BOEM extends decommissioning requirements rule deadline
The Bureau of Ocean Energy Management has extended a deadline to implement more stringent financial assurance and risk management requirements related to decommissioning procedures.
WASHINGTON, D.C. – The Bureau of Ocean Energy Management (BOEM) has extended a deadline to implement more stringent financial assurance and risk management requirements to ensure that operators are able to pay for decommissioning procedures and the removal of offshore production facilities.
In an update issued on Jan. 6, BOEM agreed to delay implementation, originally set for last September, by another six months to provide the agency and the industry with an “opportunity to focus on providing additional security for sole liability properties, and to allow an opportunity for additional time and conversation, including with interested stakeholders, regarding issues that arise in the context of non-sole liability properties.”
Last July, the BOEM issued a final notice to lessees (NTL), which detailed procedures to determine an operator’s ability to carry out lease obligations in the offshore (NTL 2016-01).

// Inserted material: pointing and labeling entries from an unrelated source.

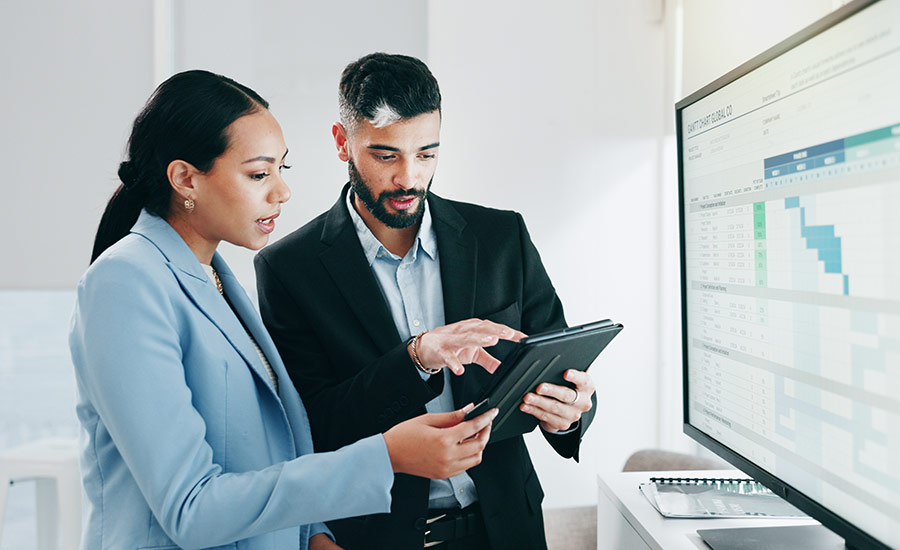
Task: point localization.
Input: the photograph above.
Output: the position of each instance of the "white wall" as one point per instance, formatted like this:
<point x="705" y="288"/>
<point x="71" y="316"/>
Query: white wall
<point x="72" y="83"/>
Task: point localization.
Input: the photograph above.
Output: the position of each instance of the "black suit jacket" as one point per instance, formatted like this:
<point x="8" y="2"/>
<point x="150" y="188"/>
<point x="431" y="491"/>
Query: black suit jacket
<point x="334" y="330"/>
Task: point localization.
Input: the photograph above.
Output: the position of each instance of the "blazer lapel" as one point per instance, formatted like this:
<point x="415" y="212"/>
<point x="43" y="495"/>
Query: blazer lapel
<point x="345" y="261"/>
<point x="236" y="332"/>
<point x="458" y="252"/>
<point x="202" y="291"/>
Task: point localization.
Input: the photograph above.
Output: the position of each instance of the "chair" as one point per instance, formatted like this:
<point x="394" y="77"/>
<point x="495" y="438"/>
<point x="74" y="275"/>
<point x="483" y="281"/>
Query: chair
<point x="53" y="465"/>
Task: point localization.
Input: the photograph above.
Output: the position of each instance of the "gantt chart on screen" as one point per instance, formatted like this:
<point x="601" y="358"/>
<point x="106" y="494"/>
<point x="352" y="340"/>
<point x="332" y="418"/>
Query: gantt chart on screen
<point x="792" y="249"/>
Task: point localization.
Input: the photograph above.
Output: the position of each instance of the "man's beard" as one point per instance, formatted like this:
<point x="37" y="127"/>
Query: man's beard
<point x="377" y="206"/>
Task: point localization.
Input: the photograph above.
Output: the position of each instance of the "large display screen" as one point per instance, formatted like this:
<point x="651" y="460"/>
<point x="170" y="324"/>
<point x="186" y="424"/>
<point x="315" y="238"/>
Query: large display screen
<point x="790" y="198"/>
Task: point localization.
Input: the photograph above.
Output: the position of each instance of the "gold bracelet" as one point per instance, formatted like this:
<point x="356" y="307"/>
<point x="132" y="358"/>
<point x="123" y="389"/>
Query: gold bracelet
<point x="415" y="352"/>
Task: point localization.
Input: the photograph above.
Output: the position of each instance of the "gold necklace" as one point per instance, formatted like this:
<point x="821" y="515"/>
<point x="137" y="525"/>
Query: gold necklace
<point x="218" y="282"/>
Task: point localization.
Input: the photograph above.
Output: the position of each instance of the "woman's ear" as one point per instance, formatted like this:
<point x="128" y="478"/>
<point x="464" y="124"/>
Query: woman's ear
<point x="181" y="176"/>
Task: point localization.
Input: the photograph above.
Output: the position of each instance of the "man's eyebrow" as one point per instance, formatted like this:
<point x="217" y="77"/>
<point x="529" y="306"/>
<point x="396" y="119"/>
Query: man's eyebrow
<point x="378" y="147"/>
<point x="270" y="160"/>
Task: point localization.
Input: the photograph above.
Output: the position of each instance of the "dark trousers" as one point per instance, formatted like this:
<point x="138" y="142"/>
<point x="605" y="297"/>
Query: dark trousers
<point x="459" y="529"/>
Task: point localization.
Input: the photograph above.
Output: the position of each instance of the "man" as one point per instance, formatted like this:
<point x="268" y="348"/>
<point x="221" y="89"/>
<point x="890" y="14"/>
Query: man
<point x="348" y="299"/>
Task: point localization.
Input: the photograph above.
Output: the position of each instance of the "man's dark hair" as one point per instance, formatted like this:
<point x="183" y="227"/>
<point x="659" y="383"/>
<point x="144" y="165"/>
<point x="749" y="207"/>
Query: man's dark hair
<point x="385" y="88"/>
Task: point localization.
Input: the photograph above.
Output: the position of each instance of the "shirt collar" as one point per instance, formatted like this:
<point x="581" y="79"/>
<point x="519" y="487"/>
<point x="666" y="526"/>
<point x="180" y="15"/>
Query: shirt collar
<point x="425" y="239"/>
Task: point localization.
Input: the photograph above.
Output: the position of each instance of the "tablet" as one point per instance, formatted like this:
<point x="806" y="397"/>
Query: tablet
<point x="540" y="358"/>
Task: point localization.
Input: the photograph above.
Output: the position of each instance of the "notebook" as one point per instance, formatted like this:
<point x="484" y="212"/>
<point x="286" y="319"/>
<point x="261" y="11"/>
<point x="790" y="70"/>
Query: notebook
<point x="677" y="497"/>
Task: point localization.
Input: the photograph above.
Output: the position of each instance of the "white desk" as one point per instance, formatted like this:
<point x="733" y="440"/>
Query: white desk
<point x="627" y="521"/>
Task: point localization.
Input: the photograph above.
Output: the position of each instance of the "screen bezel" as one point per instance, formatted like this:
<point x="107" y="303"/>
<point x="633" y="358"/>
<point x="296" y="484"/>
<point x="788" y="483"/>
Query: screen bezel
<point x="854" y="536"/>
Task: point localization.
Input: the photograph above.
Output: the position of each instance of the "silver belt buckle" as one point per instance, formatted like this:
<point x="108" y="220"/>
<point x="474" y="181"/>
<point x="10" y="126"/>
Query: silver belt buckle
<point x="427" y="532"/>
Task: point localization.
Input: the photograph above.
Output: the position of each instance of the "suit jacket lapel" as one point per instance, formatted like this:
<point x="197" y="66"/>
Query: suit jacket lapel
<point x="345" y="261"/>
<point x="458" y="252"/>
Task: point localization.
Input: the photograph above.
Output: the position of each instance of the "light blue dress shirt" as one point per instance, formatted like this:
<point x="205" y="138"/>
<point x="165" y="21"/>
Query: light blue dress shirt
<point x="412" y="289"/>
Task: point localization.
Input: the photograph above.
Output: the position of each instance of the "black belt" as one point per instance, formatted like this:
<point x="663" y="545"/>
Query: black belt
<point x="451" y="524"/>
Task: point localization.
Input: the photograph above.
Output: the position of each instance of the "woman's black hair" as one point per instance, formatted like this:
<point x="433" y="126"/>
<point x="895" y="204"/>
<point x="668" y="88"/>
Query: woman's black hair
<point x="186" y="119"/>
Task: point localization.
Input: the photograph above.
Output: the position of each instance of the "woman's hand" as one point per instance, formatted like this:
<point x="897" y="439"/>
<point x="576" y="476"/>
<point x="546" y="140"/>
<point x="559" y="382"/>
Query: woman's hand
<point x="461" y="343"/>
<point x="440" y="445"/>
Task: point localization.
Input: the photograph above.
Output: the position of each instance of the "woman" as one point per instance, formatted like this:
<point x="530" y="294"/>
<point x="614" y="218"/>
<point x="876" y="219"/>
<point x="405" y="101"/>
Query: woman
<point x="195" y="436"/>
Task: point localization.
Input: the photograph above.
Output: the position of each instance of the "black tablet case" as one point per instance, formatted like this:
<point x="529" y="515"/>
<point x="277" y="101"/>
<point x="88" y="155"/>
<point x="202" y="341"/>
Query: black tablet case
<point x="536" y="359"/>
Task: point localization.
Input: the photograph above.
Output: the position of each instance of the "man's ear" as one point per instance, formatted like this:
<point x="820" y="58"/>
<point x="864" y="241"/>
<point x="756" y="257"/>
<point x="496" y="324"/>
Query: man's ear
<point x="340" y="141"/>
<point x="181" y="176"/>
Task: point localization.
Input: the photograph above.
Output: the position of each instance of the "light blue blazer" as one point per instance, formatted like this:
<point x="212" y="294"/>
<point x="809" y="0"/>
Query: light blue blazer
<point x="187" y="444"/>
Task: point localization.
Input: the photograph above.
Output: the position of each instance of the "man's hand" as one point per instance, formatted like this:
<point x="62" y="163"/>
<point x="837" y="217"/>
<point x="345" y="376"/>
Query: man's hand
<point x="559" y="407"/>
<point x="463" y="342"/>
<point x="321" y="541"/>
<point x="439" y="445"/>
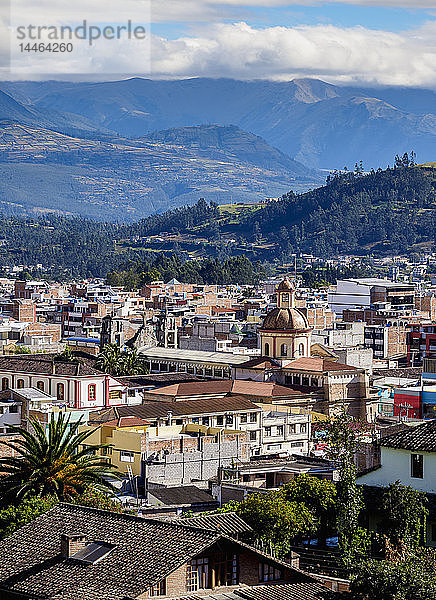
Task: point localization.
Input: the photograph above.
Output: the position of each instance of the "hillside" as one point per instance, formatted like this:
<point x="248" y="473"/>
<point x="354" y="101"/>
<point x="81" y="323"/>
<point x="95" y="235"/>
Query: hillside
<point x="387" y="212"/>
<point x="43" y="171"/>
<point x="318" y="124"/>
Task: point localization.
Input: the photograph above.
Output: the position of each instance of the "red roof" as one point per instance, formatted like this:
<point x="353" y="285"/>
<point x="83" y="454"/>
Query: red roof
<point x="318" y="365"/>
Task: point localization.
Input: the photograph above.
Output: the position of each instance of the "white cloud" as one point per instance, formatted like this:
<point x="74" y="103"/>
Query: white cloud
<point x="236" y="49"/>
<point x="340" y="55"/>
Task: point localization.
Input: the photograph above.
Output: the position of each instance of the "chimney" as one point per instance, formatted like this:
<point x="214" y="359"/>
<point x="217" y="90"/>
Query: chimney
<point x="72" y="543"/>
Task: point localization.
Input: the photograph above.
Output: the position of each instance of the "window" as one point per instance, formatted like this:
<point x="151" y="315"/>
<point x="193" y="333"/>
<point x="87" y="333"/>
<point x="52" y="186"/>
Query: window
<point x="226" y="569"/>
<point x="60" y="391"/>
<point x="126" y="456"/>
<point x="417" y="466"/>
<point x="197" y="575"/>
<point x="269" y="573"/>
<point x="158" y="590"/>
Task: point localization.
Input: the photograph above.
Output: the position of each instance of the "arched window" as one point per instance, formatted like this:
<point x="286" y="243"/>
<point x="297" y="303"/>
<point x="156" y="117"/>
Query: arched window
<point x="60" y="391"/>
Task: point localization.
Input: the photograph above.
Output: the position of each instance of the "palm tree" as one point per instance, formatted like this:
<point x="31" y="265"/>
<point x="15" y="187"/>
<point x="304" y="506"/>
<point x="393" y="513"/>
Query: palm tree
<point x="116" y="362"/>
<point x="53" y="462"/>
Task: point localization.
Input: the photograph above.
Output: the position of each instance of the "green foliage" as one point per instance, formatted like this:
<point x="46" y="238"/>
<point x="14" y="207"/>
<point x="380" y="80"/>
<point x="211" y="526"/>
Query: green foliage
<point x="276" y="523"/>
<point x="236" y="269"/>
<point x="404" y="515"/>
<point x="413" y="578"/>
<point x="319" y="496"/>
<point x="119" y="362"/>
<point x="353" y="540"/>
<point x="52" y="462"/>
<point x="14" y="517"/>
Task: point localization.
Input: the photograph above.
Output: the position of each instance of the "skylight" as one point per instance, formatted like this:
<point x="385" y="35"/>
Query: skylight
<point x="93" y="552"/>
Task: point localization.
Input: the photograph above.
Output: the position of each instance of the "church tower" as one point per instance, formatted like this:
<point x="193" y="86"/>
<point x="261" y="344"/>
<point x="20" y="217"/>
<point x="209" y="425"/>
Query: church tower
<point x="285" y="333"/>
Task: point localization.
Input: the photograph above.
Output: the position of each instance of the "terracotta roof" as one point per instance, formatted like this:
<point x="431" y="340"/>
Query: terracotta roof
<point x="129" y="421"/>
<point x="317" y="364"/>
<point x="145" y="552"/>
<point x="262" y="362"/>
<point x="47" y="365"/>
<point x="156" y="410"/>
<point x="229" y="523"/>
<point x="419" y="438"/>
<point x="308" y="590"/>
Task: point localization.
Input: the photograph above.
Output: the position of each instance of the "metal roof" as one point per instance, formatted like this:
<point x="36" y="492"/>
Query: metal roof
<point x="226" y="358"/>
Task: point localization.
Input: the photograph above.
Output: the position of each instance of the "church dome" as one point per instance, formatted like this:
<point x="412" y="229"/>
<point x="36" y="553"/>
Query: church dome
<point x="283" y="319"/>
<point x="286" y="286"/>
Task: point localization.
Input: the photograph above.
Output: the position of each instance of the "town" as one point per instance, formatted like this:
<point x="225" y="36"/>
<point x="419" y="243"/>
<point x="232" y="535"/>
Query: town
<point x="206" y="400"/>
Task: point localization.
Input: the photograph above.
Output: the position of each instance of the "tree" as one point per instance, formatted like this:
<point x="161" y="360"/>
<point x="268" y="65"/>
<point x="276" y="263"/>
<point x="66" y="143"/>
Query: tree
<point x="404" y="515"/>
<point x="52" y="462"/>
<point x="353" y="540"/>
<point x="14" y="517"/>
<point x="276" y="522"/>
<point x="319" y="496"/>
<point x="411" y="579"/>
<point x="119" y="362"/>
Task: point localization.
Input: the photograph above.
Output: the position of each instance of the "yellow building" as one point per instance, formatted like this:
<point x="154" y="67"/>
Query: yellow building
<point x="126" y="436"/>
<point x="285" y="333"/>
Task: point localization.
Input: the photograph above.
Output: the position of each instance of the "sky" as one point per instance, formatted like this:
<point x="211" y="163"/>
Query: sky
<point x="365" y="42"/>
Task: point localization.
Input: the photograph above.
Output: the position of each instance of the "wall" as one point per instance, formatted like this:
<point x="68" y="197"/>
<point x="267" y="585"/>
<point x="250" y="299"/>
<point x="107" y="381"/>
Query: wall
<point x="396" y="466"/>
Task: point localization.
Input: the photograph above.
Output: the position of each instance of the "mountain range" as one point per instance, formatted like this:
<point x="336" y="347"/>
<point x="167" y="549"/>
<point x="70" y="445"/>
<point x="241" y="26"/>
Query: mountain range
<point x="123" y="150"/>
<point x="318" y="124"/>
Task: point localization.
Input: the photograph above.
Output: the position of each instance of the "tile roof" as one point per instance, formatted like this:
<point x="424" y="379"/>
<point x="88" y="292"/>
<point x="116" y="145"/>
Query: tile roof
<point x="145" y="552"/>
<point x="236" y="386"/>
<point x="228" y="523"/>
<point x="184" y="494"/>
<point x="421" y="438"/>
<point x="260" y="362"/>
<point x="47" y="365"/>
<point x="156" y="410"/>
<point x="273" y="591"/>
<point x="317" y="364"/>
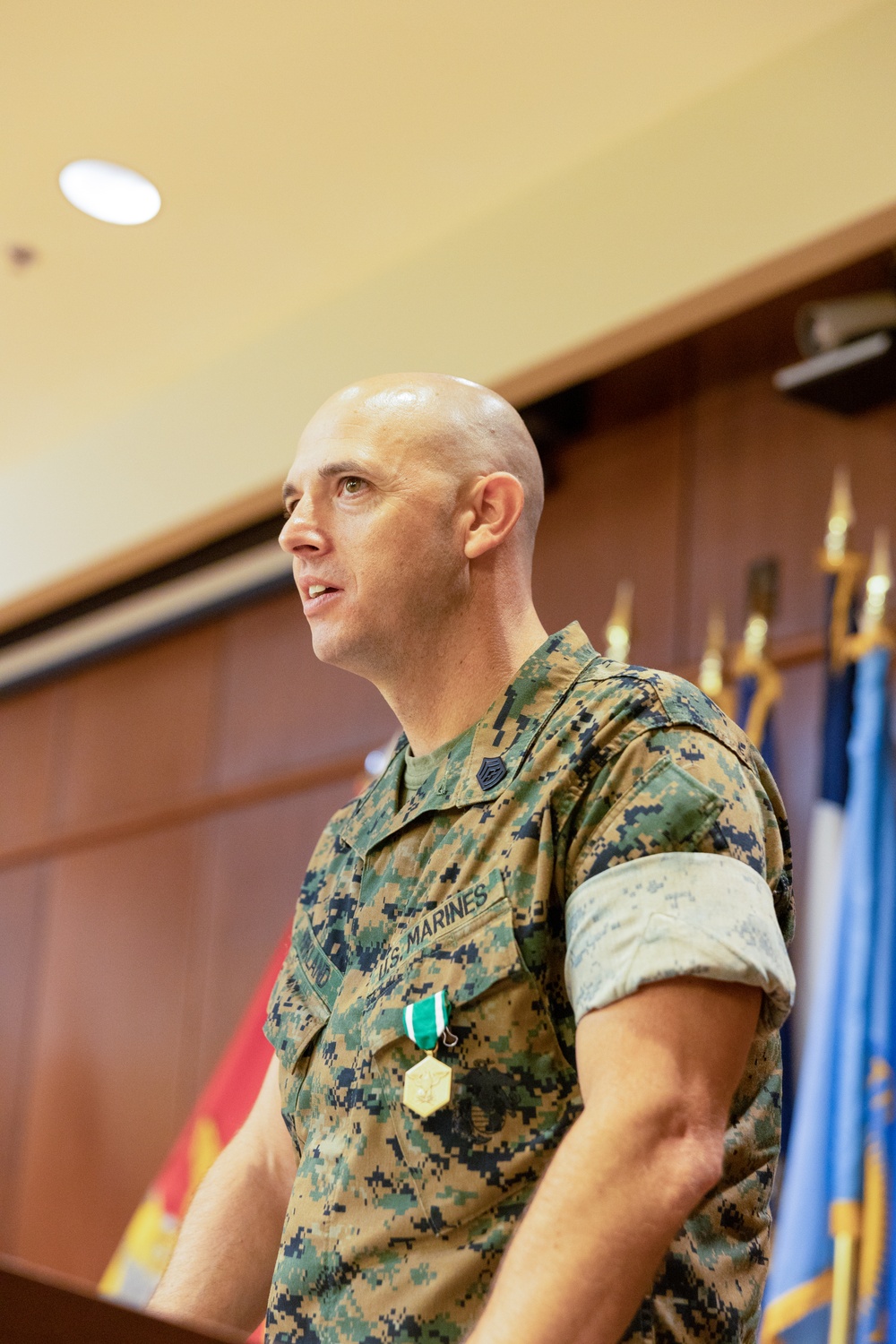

The directive updated decommissioning procedures for Outer Continental Shelf (OCS) oil, gas or sulfur leases, primarily in the Gulf of Mexico (GOM), and guided whether a lessee should be required to pay more to guarantee financial assurance.
However, representatives of the US offshore oil and gas industryobjected to the new rule, claiming the reforms were overly burdensome. The rule, according to industry experts, could force some smaller operators to sell their assets to companies better positioned to meet the significant costs of supplemental bonding. The rules also could influence investment decisions by larger producers, which might conclude that the US regulatory system to work offshore is too burdensome.
Industry trade groups representing US GoM producers and operators asked the BOEM in November for more clarity about why the financial assurance changes were made. A group of offshore producers also launched a coalition in November whose first order of business was to oppose the risk management regulations.
In its Jan. 6 announcement, the agency said that through its “continued engagement with industry, it has become apparent that navigating the multi-party business relationships that exist between co-lessees and predecessors-in-interest can prove challenging and time-consuming.” The agency recognized that because some properties may include several co-lessees and prior interest owners, “their existing financial arrangement may require assessing the extent to which these existing financial arrangements can be considered in determining whether BOEM needs additional security.”
The BOEM said that exceptions would be made if the agency determined there was a “substantial risk of nonperformance” for some decommissioning liabilities. Even with the delay, BOEM encouraged interest holders to continue to propose and negotiate “tailored plans” for financial assurance.
At the conclusion of its announcement, the agency said that: “Our goal is to ensure industry’s continued engagement in developing and implementing a risk management program that enables industry to meet its legal obligations and protects the American taxpayers from shouldering any liability for decommissioning the existing or future facilities on the OCS, while recognizing the industry’s current economic realities and concerns.”